Once we have the answers to these questions then, and only then, we can begin to formulate a policy response. With funding the BLS and the Census Department could answer these questions in a few months. There is no point in throwing money desperately at job creation programs until we understand the source of the jobs problem.

Saturday, November 7, 2009

The Employment Situation: Bad News for a Recovery

The economy lost 190,000 jobs in October, a significant improvement from early this year, but losses remain near the peak of the last two recessions. More importantly, several pieces of the jobs report point to a possible deterioration in the labor market and are unambiguously bad for the economic outlook.

Although the labor market has improved substantially since early this year, over the past three months, job losses stabilized around 200,000. We have never had an economic recovery with job losses at this level. I find it beyond belief that the economy is in the midst of a recovery with these losses.

Most forecasters a jobless recovery has already begun. But a jobless recovery is characterized by a weak but stable labor market, a market where losses have ended but gains have yet to occur.
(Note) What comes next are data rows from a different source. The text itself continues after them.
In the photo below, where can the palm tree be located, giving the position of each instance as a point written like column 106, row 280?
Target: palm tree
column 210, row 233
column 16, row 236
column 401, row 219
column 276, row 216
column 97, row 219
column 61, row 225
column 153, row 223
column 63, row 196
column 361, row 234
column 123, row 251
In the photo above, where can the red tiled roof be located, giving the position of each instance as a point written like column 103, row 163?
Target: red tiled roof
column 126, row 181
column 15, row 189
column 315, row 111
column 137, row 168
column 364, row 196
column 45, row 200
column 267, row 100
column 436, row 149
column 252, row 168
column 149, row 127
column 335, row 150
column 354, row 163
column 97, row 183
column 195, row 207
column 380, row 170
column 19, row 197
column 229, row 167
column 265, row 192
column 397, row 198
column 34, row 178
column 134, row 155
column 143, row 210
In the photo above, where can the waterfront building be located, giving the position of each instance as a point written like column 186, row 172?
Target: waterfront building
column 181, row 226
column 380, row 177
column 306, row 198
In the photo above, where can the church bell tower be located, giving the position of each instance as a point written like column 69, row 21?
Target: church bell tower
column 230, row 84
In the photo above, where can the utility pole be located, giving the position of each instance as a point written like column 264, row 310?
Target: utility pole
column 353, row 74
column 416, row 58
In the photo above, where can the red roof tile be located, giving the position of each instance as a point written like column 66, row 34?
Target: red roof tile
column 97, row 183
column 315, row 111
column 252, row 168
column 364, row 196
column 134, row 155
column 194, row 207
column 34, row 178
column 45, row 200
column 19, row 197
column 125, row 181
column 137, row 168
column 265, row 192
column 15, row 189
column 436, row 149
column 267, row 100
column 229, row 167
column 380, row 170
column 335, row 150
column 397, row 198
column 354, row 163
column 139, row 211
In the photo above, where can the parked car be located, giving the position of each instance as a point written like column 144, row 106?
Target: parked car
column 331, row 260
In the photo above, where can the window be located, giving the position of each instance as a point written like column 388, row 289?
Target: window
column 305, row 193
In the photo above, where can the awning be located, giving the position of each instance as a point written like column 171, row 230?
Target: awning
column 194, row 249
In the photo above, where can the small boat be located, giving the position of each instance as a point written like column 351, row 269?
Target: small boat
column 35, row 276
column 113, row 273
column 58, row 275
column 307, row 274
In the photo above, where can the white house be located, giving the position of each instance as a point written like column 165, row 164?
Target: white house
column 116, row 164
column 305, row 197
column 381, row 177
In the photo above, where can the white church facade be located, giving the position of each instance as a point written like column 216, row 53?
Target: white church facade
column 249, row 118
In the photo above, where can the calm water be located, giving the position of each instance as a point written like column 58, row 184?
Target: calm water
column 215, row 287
An economy can, apparently, muddle along without job growth; it cannot grow with large job losses.

So, even at this level of losses, an economic recovery is not in the cards. But, more worrisome, other indicators of the labor market are much weaker than the establishment survey and some of these indicators point to accelerating losses.

Initial Claims Remain Weak

I wrote almost a year ago on the strong long-term link between initial claims per month and job losses per month. At the time, claims were accelerating sharply and were pointing to unheard of job losses. Initial claims have, of course, improved. But they have not fallen quickly or robustly. Initial claims seem persistently stuck above 500,000 per week.

These initial claims are consistent with job losses between 300,000 and 450,000 per month.

The Household Survey is a Disaster

Once again, job losses as measured by the household survey are outpacing job losses from the establishment survey by a substantial number. From February to June, the household survey and the establishment survey were, on a twelve-month change basis, showing essentially the same job losses. However, since mid-summer, the household survey has pulled ahead by 878,000 about 292,000 extra losses a month.

As I wrote (here), the month-to-month changes in household survey employment are not a reliable indicator of labor market conditions. The survey is subject to substantial sampling variation and month-to-month changes can be absurdly misleading. I have found, however, that whenever the household survey jumps ahead of the establishment survey, in either direction, it tends to predict both the direction of the labor market and the sign of future revisions to the establishment survey.

The household survey, consistent with the claims data, is pointing to a much weaker labor market than is the establishment survey.

A Recession Dummy in the BEDS Model?

I don’t know why the establishment survey is so much stronger than other labor-market indicators. But, I do have a suspicion. A long time ago, I wrote about the Birth and Deaths model used by the BLS to adjust the establishment data. Essentially, the BLS uses this model to control for the number of businesses being created and destroyed every month. I suspect, but do not know, that the BLS is uses a recession dummy in the model. The recession dummy, if it exists, is important and likely substantially improves the performance of the model.

I suspect the BLS turned off the recession dummy in the third quarter. Without the recession dummy in place, the model will, for any given read of the source data, produce fewer job losses. Remember, I do not know that they use one. But, if I were using a model to estimate losses, I would include one. So, I suspect that they have one.

Takeaways

We cannot have a recovery, jobless or otherwise, if the economy continues to shed jobs at a rate of 200,000+ per month. The best indicators do not at the moment point to any further near-term improvement in the labor market. Until we see some substantial improvement in the labor market (at least 0 losses), the economy cannot recover.